The movie is so powerful and I experienced a range of emotions. I laughed, cried and applauded. It was both sad and funny, serious and playful. It had its “wow” moments. It had its “I can’t believe that!” moments. The one shortcoming was no mention of a Black woman. I kept thinking, “Surely one of these great Black men had a Black woman in his life so that we could have seen a picture on the wall of his barracks or heard a conversation of “the girl back home.” It was as if we didn’t even exist! There was room for a pilot flying hundreds of miles per hour to look down from his airplane and see a woman of another race with whom he falls madly in love.

I thought there had to be at least one of those men who had a Black love interest back home. I found her and wanted everybody to know about her! She’s Mildred Hemmons—later Carter. Hers was an historic love affair with Tuskegee Airman Herbert Carter. They fell in love during Herbert’s Tuskegee cadet training. She was the first female Black pilot in Alabama. He was among the original 33 Tuskegee pilots. Mildred and Herbert got married and remained married for 70 years. The two were known as Tuskegee’s “first couple.”

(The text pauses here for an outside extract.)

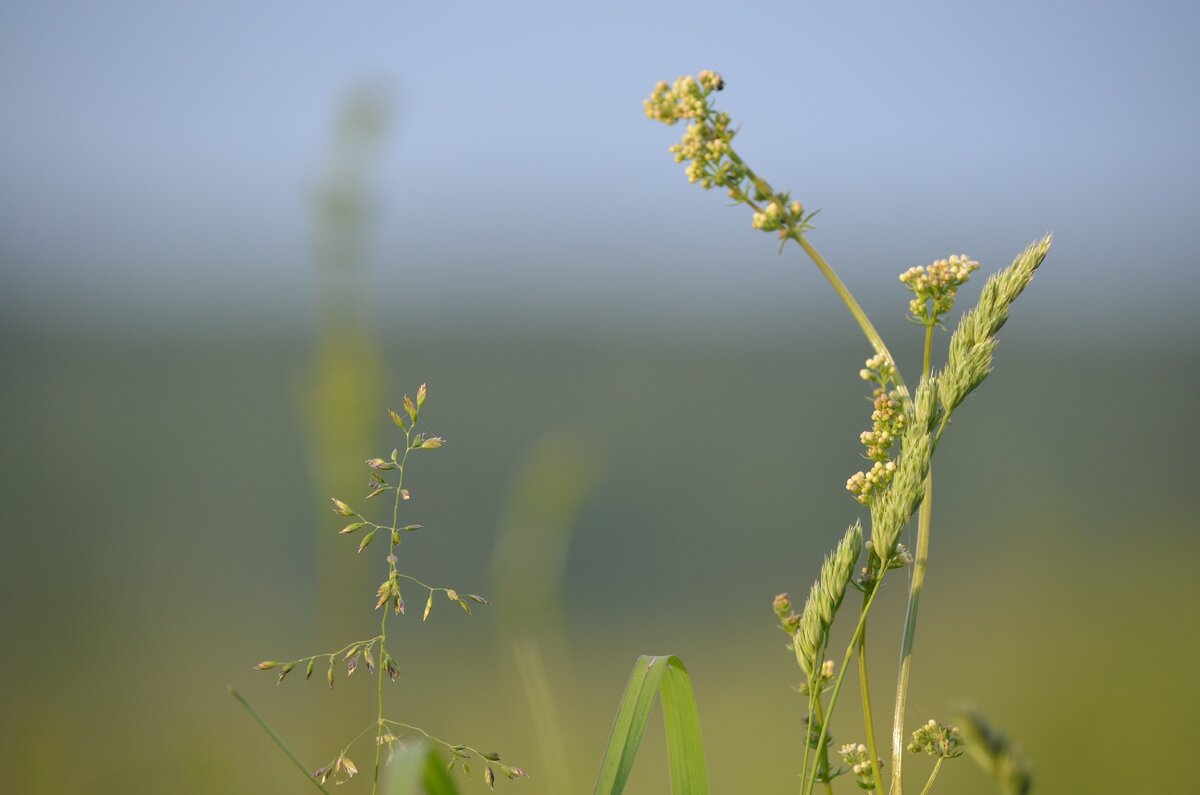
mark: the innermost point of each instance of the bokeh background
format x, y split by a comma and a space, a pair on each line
233, 234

Mildred and Herbert fell in love when she was just 18 and she had hopes of becoming a military pilot, but racism and sexism kept her from doing so. That didn’t stop her from training to be a pilot. Their courtship was a bit different with the two of them flying their airplanes to meet and fly together since there was little time for dating. Flying their airplanes alongside each other was their idea of a date! They would smile, wave and blow kisses at each other because her airplane had no radio. They said when they flew together it was just like holding hands in midair!

Mildred didn’t allow bigotry to stop her. Even Herbert admits she was the better pilot! She couldn’t go to war but she became the first civilian hired for the Tuskegee air project. She became the first female pilot in the state’s Civil Air Patrol Squadron, but racism and sexism kept her from patrol duty. She tried to join WASP in order to fly for her country, but still no luck. She was named “Miss Tuskegee Army Flying School” and ranked by her instructor among his best pilots. She was the first Black woman in Alabama to earn her pilot’s license, and piloted airplanes until 1985. She went on to mentor Black female fighter pilots.

Seventy years after earning her pilot’s license, she received a letter from the government informing her she had been named a member of the WASPs and given a medal with the inscription: “The First Women in History to Fly America.” She asked her husband why she had been sent that letter. He said, “Because you are a Tuskegee Airman”.

On October 21, 2011, before she slipped away holding the hand of her husband, she made him promise to live until he was 100, and told him she’d be waiting for him. He promised not to let her down.